La batalla de Elena nunca fue contra los síntomas físicos de la ansiedad o los mareos por dispersión; su verdadera guerra era contra un guion de obediencia ciega, un traje hecho a medida en su infancia para poder sobrevivir y sentirse segura en un entorno familiar caracterizado por el apego evitativo y la escasez de abrazos. La rabia visceral que tanto la asustaba sentir en las entrañas no era un impulso destructivo que debía ser extirpado con fármacos o meditación; era la energía vital y legítima de su verdadero yo, de su esencia atrapada, que pugnaba con desesperación por romper los barrotes del personaje de la "niña buena" para poder respirar en libertad.
El ciclo sin fin de «producir-colapsar» y la desconexión a través de las pantallas eran únicamente parches disfuncionales, analgésicos emocionales para acallar de forma temporal esa voz interna que gritaba por justicia.
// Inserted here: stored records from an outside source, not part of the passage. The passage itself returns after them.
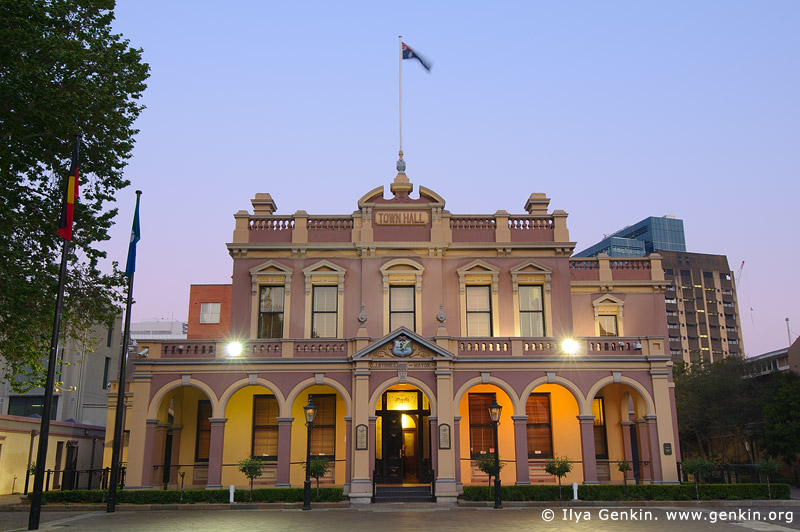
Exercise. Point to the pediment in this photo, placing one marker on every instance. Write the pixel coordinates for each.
(402, 266)
(411, 347)
(531, 269)
(531, 266)
(608, 299)
(323, 267)
(267, 269)
(271, 268)
(478, 266)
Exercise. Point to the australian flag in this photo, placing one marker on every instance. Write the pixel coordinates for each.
(408, 53)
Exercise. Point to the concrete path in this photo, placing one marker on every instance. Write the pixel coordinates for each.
(388, 518)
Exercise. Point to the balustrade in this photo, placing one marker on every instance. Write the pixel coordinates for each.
(330, 223)
(320, 347)
(528, 223)
(273, 223)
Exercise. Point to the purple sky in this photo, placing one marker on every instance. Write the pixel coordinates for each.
(616, 110)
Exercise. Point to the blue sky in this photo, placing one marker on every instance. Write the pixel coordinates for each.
(616, 110)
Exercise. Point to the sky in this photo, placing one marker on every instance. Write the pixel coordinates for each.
(616, 110)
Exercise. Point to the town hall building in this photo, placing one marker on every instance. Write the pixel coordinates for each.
(403, 322)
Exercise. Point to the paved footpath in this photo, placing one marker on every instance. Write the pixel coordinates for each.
(437, 518)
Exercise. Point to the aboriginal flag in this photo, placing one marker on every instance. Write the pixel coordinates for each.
(70, 195)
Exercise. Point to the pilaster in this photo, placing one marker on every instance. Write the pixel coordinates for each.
(587, 449)
(521, 449)
(215, 452)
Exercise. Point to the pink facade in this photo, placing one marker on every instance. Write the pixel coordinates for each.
(403, 320)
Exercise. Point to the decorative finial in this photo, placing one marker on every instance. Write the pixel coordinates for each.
(401, 164)
(441, 317)
(362, 316)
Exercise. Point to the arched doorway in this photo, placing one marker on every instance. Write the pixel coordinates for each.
(476, 433)
(182, 439)
(621, 433)
(552, 430)
(402, 436)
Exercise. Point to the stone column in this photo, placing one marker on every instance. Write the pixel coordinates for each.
(435, 444)
(644, 451)
(655, 451)
(284, 452)
(149, 452)
(348, 453)
(521, 448)
(215, 452)
(587, 449)
(372, 441)
(627, 446)
(176, 452)
(456, 436)
(360, 482)
(448, 459)
(159, 451)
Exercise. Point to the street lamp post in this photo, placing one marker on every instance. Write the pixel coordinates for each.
(494, 413)
(310, 411)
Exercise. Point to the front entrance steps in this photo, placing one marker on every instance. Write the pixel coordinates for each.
(397, 493)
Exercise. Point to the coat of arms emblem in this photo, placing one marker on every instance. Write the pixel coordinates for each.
(402, 346)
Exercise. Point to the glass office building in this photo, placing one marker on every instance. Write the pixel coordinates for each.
(642, 238)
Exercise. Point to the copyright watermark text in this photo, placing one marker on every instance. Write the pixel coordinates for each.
(577, 515)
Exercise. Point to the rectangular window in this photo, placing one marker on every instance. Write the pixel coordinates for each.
(323, 316)
(265, 427)
(480, 424)
(203, 442)
(479, 311)
(608, 325)
(270, 312)
(401, 307)
(209, 312)
(531, 311)
(105, 373)
(600, 441)
(323, 435)
(30, 405)
(540, 428)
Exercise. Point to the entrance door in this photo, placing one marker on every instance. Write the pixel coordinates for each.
(68, 483)
(165, 477)
(410, 458)
(393, 447)
(635, 454)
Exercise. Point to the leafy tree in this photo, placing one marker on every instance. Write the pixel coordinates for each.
(62, 72)
(769, 468)
(697, 467)
(781, 428)
(318, 467)
(624, 466)
(716, 406)
(558, 466)
(252, 469)
(485, 463)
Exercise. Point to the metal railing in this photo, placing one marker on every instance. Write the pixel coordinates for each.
(70, 479)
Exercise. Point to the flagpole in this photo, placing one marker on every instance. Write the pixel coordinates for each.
(400, 89)
(120, 408)
(44, 429)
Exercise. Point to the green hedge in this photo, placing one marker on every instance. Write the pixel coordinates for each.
(191, 496)
(634, 492)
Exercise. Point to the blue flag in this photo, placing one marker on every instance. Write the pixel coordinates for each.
(135, 237)
(408, 53)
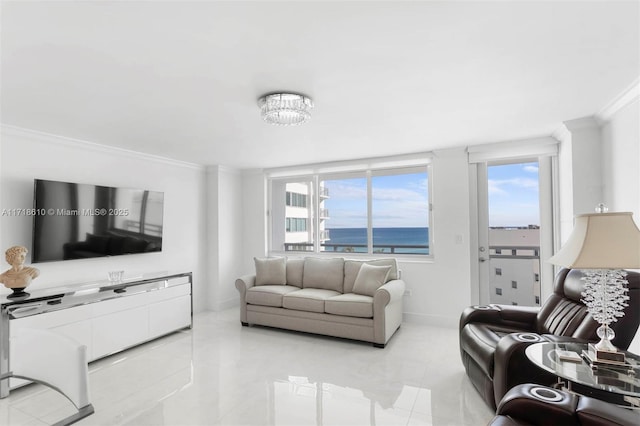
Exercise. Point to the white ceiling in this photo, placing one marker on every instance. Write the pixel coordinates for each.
(181, 79)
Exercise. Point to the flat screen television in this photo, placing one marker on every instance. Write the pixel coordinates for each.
(79, 221)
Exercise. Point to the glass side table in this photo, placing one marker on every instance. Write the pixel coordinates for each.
(615, 385)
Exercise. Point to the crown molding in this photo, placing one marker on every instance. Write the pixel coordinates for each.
(8, 130)
(627, 96)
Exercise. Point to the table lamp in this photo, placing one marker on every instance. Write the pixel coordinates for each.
(603, 244)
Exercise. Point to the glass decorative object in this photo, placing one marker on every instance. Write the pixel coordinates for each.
(605, 296)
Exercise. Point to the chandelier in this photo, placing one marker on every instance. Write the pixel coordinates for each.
(285, 109)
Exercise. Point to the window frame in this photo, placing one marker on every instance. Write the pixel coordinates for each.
(338, 173)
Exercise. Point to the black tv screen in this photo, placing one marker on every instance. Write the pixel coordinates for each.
(79, 221)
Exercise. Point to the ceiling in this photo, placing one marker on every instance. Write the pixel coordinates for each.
(181, 79)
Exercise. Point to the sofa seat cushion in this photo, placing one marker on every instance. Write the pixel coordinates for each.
(351, 305)
(480, 341)
(308, 299)
(268, 295)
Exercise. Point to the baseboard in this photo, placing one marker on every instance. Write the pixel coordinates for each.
(226, 304)
(435, 320)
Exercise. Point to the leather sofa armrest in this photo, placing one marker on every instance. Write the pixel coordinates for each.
(563, 339)
(539, 405)
(512, 366)
(521, 317)
(392, 291)
(243, 284)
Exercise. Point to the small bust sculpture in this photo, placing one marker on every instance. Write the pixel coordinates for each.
(19, 276)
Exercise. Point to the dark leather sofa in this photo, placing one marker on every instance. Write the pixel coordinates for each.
(533, 405)
(493, 338)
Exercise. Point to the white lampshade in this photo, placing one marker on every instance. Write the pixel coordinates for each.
(601, 241)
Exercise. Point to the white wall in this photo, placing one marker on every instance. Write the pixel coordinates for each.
(225, 235)
(26, 155)
(621, 170)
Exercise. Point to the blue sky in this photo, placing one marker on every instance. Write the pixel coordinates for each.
(513, 195)
(398, 201)
(402, 201)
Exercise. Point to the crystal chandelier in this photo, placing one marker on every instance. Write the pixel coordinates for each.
(285, 109)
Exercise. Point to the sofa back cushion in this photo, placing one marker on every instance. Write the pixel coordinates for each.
(271, 270)
(295, 268)
(327, 274)
(352, 267)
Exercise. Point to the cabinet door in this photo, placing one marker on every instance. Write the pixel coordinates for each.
(119, 330)
(169, 315)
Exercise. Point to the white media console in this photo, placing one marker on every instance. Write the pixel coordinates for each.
(106, 317)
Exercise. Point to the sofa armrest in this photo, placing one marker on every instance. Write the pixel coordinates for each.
(522, 317)
(512, 366)
(244, 283)
(539, 405)
(387, 311)
(389, 292)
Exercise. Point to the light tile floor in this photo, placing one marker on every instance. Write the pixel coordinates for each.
(220, 373)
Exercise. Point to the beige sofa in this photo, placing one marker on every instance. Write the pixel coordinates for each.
(332, 296)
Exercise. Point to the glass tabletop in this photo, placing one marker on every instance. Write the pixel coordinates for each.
(621, 381)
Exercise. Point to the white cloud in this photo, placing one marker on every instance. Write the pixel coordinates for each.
(502, 186)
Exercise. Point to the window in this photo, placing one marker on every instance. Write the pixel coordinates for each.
(292, 225)
(346, 201)
(368, 211)
(295, 224)
(400, 213)
(296, 200)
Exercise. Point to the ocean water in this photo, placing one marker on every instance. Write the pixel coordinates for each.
(385, 240)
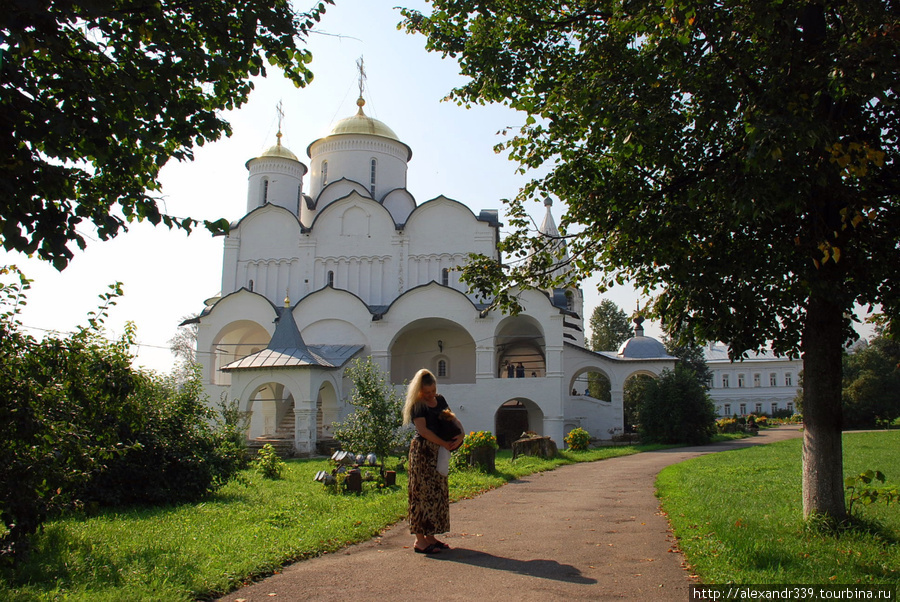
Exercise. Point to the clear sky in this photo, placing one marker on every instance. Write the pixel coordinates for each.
(167, 275)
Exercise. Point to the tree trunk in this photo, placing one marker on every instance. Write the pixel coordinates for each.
(823, 473)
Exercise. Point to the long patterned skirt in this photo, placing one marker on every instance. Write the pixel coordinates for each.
(429, 497)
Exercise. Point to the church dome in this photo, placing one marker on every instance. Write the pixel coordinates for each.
(641, 347)
(363, 124)
(279, 151)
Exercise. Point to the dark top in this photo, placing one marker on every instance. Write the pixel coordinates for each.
(441, 428)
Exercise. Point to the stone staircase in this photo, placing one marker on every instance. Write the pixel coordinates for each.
(282, 439)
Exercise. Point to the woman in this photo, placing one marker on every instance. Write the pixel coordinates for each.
(429, 498)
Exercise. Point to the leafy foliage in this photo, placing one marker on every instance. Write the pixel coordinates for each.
(377, 423)
(675, 409)
(578, 439)
(97, 97)
(79, 425)
(267, 462)
(871, 380)
(175, 450)
(62, 401)
(609, 327)
(860, 489)
(738, 160)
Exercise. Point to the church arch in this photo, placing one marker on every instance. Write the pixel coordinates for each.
(520, 348)
(425, 342)
(515, 417)
(234, 341)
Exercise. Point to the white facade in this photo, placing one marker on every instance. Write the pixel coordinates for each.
(760, 384)
(357, 268)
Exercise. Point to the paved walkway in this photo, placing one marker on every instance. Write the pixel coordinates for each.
(589, 531)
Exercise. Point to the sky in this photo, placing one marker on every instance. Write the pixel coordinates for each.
(167, 275)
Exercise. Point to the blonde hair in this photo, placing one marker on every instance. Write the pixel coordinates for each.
(423, 378)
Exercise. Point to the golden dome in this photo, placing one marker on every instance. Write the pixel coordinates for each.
(363, 124)
(279, 151)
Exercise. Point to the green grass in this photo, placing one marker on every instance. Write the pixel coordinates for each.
(738, 519)
(250, 528)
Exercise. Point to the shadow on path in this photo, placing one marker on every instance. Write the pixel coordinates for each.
(544, 569)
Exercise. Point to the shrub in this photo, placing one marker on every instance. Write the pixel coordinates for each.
(675, 408)
(577, 439)
(377, 423)
(268, 463)
(176, 452)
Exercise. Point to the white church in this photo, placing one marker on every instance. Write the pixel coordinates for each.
(336, 260)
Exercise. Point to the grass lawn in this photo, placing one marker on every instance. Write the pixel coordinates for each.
(251, 527)
(738, 517)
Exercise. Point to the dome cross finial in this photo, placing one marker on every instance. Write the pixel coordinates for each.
(279, 109)
(361, 67)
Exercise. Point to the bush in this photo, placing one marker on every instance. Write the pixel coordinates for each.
(577, 439)
(268, 463)
(675, 408)
(176, 454)
(377, 423)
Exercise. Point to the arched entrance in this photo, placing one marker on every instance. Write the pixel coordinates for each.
(514, 418)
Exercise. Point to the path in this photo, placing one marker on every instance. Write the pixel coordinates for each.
(589, 531)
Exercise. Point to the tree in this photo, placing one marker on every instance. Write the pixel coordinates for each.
(690, 354)
(98, 96)
(872, 384)
(377, 423)
(609, 327)
(675, 408)
(738, 159)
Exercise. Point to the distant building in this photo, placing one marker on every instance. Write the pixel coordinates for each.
(760, 384)
(352, 266)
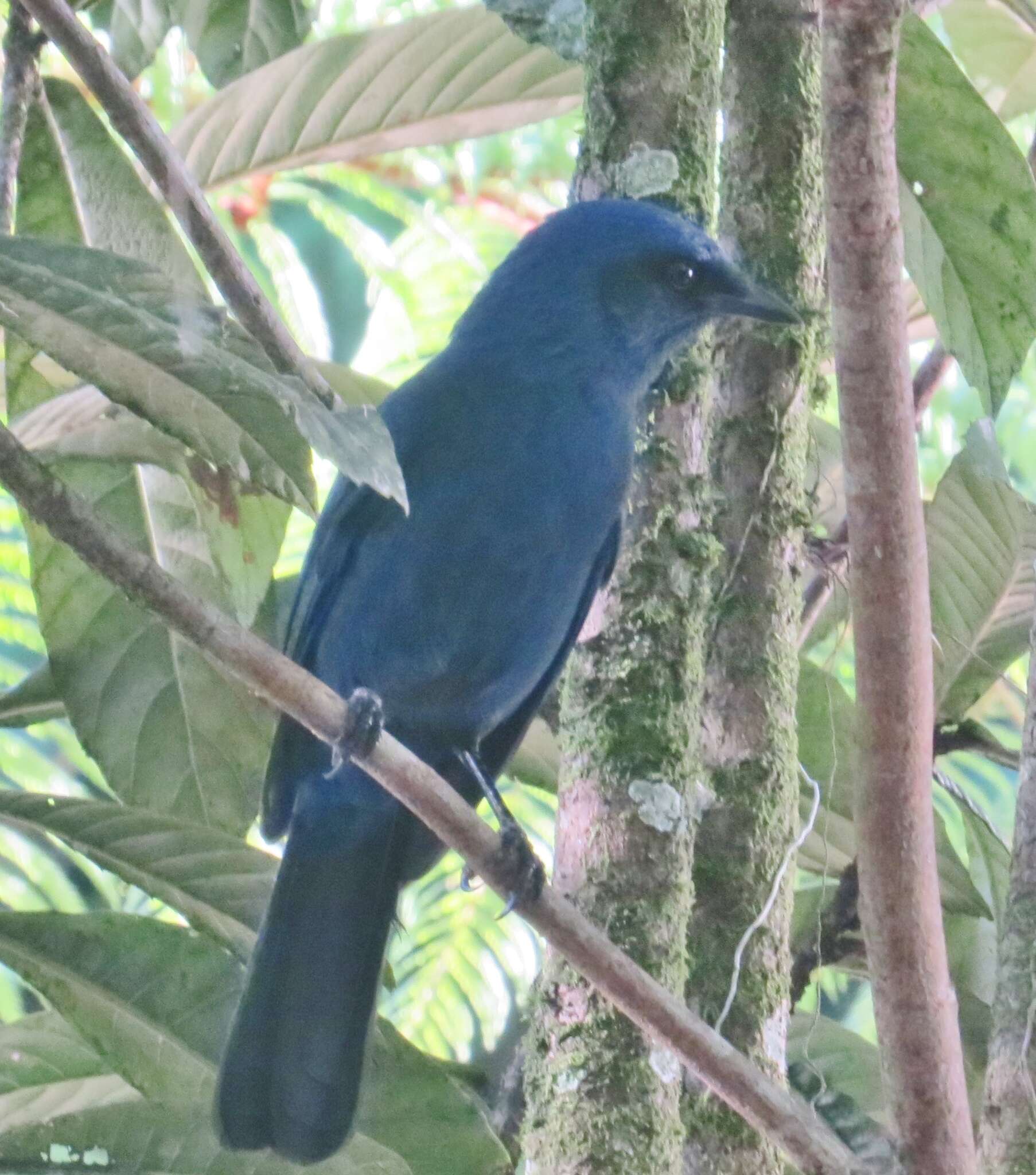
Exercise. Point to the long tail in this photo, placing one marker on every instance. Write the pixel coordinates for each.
(291, 1069)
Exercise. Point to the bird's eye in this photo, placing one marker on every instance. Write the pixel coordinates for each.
(681, 275)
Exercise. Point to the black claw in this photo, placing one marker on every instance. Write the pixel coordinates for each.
(367, 723)
(525, 866)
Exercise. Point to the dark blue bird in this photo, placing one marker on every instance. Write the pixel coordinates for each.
(517, 447)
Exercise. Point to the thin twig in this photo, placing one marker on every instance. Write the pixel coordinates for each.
(21, 48)
(138, 126)
(1008, 1132)
(900, 909)
(774, 1112)
(768, 906)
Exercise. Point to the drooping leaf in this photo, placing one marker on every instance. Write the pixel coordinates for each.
(842, 1058)
(163, 725)
(860, 1133)
(160, 352)
(981, 546)
(414, 1106)
(217, 883)
(155, 1000)
(459, 972)
(145, 1139)
(137, 30)
(427, 80)
(78, 186)
(999, 51)
(34, 699)
(968, 206)
(340, 281)
(231, 38)
(85, 423)
(826, 750)
(167, 729)
(47, 1069)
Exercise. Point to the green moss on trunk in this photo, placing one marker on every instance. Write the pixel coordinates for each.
(601, 1099)
(772, 211)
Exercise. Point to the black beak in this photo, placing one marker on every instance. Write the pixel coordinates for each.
(733, 294)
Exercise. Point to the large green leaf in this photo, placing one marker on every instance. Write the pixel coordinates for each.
(842, 1058)
(169, 356)
(232, 37)
(155, 1000)
(78, 186)
(83, 422)
(427, 80)
(47, 1069)
(167, 729)
(217, 883)
(135, 30)
(34, 699)
(981, 546)
(968, 205)
(337, 278)
(999, 51)
(146, 1139)
(826, 750)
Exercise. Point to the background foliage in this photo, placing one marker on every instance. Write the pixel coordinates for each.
(337, 145)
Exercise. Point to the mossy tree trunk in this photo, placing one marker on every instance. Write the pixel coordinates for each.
(772, 203)
(602, 1099)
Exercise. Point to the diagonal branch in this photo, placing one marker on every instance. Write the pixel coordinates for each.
(927, 379)
(138, 126)
(900, 908)
(774, 1112)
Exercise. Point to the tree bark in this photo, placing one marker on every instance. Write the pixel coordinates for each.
(601, 1099)
(772, 213)
(1008, 1133)
(343, 725)
(889, 584)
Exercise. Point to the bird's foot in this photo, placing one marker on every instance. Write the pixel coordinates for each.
(519, 857)
(367, 721)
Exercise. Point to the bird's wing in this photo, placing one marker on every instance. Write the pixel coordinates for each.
(497, 748)
(349, 515)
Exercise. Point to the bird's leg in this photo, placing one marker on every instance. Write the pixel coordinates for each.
(365, 729)
(513, 843)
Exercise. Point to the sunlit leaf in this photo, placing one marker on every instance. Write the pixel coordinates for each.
(135, 31)
(999, 51)
(826, 750)
(968, 205)
(981, 546)
(143, 1139)
(217, 883)
(85, 423)
(167, 355)
(153, 999)
(426, 80)
(47, 1069)
(843, 1059)
(233, 37)
(338, 280)
(34, 699)
(161, 722)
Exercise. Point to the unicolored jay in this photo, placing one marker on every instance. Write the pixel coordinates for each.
(517, 447)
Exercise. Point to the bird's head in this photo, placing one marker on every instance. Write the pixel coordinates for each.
(620, 275)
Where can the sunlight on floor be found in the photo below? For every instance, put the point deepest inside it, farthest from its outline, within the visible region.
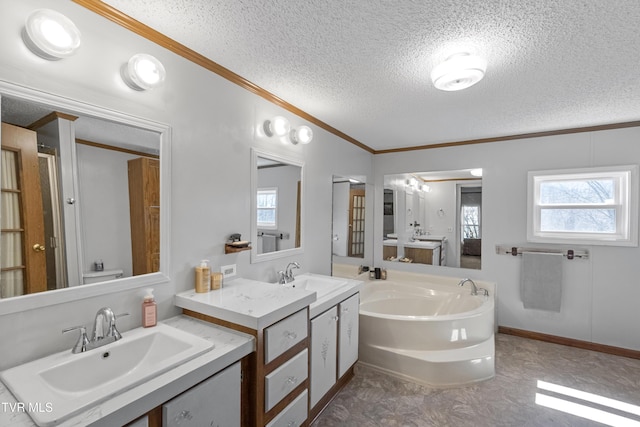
(581, 410)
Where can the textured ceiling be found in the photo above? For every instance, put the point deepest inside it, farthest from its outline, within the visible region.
(363, 67)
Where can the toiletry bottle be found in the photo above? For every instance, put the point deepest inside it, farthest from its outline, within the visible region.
(149, 310)
(203, 277)
(216, 280)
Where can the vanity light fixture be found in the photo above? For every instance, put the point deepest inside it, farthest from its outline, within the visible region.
(50, 35)
(143, 72)
(301, 135)
(278, 126)
(459, 71)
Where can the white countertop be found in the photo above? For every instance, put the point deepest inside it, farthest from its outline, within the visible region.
(423, 244)
(229, 347)
(247, 302)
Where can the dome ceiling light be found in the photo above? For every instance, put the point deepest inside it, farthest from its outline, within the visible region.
(458, 72)
(50, 35)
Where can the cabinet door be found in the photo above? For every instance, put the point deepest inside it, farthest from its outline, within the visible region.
(348, 334)
(324, 340)
(214, 402)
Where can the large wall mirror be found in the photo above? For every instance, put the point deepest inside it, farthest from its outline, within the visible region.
(276, 206)
(433, 218)
(348, 220)
(85, 200)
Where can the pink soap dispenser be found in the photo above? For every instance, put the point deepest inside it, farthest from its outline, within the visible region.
(149, 310)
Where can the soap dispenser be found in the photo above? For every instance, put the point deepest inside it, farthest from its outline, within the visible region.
(149, 310)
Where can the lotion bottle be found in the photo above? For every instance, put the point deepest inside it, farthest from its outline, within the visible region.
(203, 277)
(149, 310)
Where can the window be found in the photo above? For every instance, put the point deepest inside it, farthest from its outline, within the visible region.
(267, 208)
(593, 206)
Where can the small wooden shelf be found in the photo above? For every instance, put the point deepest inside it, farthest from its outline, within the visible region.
(230, 249)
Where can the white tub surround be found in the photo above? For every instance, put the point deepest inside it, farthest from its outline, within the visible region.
(428, 329)
(228, 347)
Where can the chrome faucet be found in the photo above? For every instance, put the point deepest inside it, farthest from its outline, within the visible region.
(475, 289)
(104, 331)
(286, 276)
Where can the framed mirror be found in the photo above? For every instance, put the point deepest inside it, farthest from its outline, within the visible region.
(277, 206)
(433, 218)
(85, 200)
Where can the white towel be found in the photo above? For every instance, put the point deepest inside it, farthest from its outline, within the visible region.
(541, 282)
(268, 243)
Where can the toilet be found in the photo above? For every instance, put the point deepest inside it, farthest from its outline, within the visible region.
(100, 276)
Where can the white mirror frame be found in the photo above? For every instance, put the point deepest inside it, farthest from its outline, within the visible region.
(32, 301)
(255, 256)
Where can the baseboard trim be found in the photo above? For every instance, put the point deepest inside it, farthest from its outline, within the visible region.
(585, 345)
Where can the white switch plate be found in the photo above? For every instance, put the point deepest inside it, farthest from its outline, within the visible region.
(228, 270)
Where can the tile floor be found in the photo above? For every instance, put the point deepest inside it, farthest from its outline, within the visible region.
(376, 399)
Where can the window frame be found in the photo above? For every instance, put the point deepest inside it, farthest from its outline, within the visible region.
(263, 225)
(625, 203)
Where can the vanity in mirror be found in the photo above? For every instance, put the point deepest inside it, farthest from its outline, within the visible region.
(433, 218)
(81, 196)
(277, 206)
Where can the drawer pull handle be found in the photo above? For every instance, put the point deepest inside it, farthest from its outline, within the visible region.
(290, 335)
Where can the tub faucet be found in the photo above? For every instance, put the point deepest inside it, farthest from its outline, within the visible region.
(104, 331)
(286, 276)
(475, 289)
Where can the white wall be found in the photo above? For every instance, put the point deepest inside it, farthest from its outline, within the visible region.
(212, 125)
(600, 296)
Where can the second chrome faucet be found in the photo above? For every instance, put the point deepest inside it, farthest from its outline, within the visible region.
(104, 331)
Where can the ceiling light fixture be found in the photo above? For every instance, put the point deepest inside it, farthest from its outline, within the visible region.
(278, 126)
(301, 135)
(143, 72)
(458, 72)
(50, 35)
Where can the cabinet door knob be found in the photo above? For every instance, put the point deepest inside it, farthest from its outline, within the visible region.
(292, 380)
(290, 335)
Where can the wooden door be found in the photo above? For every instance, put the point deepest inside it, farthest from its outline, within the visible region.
(356, 223)
(23, 257)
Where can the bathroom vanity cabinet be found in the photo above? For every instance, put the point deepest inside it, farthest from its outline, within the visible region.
(215, 402)
(334, 351)
(275, 376)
El verdadero y auténtico trabajo terapéutico en la clínica no consiste en anestesiar al paciente para que siga produciendo al mismo ritmo, sino en darle el permiso absoluto para «desobedecer» ese viejo manual familiar, para validar esa rabia sorda y transformarla en el motor de cambio definitivo que le permita marcar límites infranqueables a los deseos de los demás. Hasta que no se resuelve esa disonancia estructural y la persona se permite vivir en estricta coherencia con sus propios valores y deseos, la ansiedad seguirá picando a la puerta de una forma u otra. Este caso nos demuestra que, muchas veces, el primer paso definitivo para sanar la mente consiste, sencillamente, en aprender a portarse regular.
Preguntas frecuentes
¿Por qué acabo exhausto tras socializar con personas a las que quiero?
El cansancio social rara vez se debe a tus amigos; suele ser el resultado de acudir a esas citas con la batería bajo mínimos por culpa del estrés laboral, las obligaciones o un mal descanso mental. Si vives en alerta o hiperconectado a pantallas, tu cerebro no se repara, y la interacción social acaba siendo la gota que colma un vaso ya lleno.
¿Cómo distingo si actúo de forma auténtica o por complacer a los demás?
La clave está en tu cuerpo. Una señal inequívoca es una persistente sensación interna de rabia, incomodidad o la impresión de no estar presente en lo que haces. Si notas que sostener la sonrisa o "ser el simpático" te exige un sobreesfuerzo que choca con tu sentir visceral, estás operando desde el personaje aprendido y no desde tu verdad.
¿Tiene que ver mi ansiedad actual con la educación que recibí en mi infancia?
Totalmente. Ciertas dinámicas, como la sobreprotección o la distancia afectiva de los cuidadores, nos empujan a interiorizar mandatos rígidos (como el clásico «debo ser sumiso y perfecto para que me quieran»). Al madurar, cuando tu verdadero ser intenta expandirse pero el viejo código te frena, estalla un conflicto interno que se traduce en ansiedad, recordándote que no estás siendo fiel a ti mismo.
¿Qué puedo hacer para romper la adicción a ser productiva a todas horas?
Esa necesidad imperiosa de hacer cosas suele ser un escudo para no escuchar emociones incómodas. Empieza por recortar los estímulos artificiales, especialmente las pantallas. Agenda de forma deliberada huecos de "no hacer nada útil": pasear sin teléfono, escuchar música de fondo o leer por placer. Es la única manera de enseñarle a tu sistema nervioso que descansar es seguro y necesario.